Dow Jones Newswire | Fitch Ratings lifted its outlook on Navistar
International Corp. and its financing arm to positive from negative. Shares were recently up 2.1 percent to $41.52.
Fitch cited in its outlook change a partnership with the financing unit
of General Electric Co., which is expected to improve the truck maker’s
ability to provide large loans for its customers’ purchases.
The ratings agency said historically it had concerns with the financing arm’s funding, capitalization and asset-quality performance. But those concerns have been eliminated or reduced with the new agreement with GE Capital, which is expected to reduce funding and capital needs but still allow Navistar to continue to offer retail financing to its customers.

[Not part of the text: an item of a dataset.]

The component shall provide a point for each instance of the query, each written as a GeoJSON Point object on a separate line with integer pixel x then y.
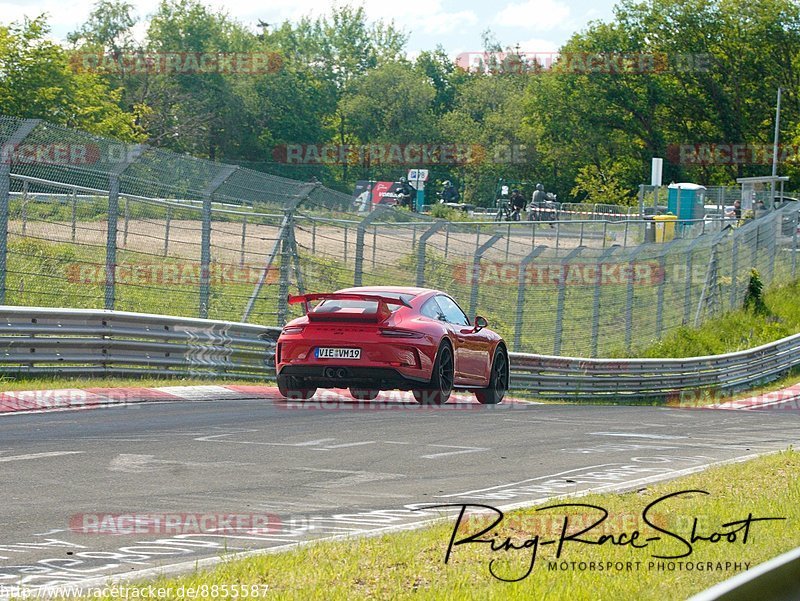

Additionally, GE Capital’s funding capacity may allow the company to obtain a greater share of fleet customers as Navistar’s own financing arm couldn’t always get the amount of funding that was needed and/or with competitive prices and terms. Reduced access to credit has delayed trucking companies from replacing their fleets, a major factor that has hurt Navistar and its competitors.
Performance of manufacturing operations will be a key driver of Navistar’s credit quality and improvement of the company’s ratings will be driven by the pace of the truck market’s rebound, according to Fitch. It sees top-line growth this year, but believes margins could contract as a smaller portion of its business comes from military sales.
Navistar’s rating stands at BB-, which is three notches into junk territory.
Last week, Navistar reported its fiscal first-quarter profit slumped 93 percent on a big year-earlier litigation gain, as revenue and margins also declined.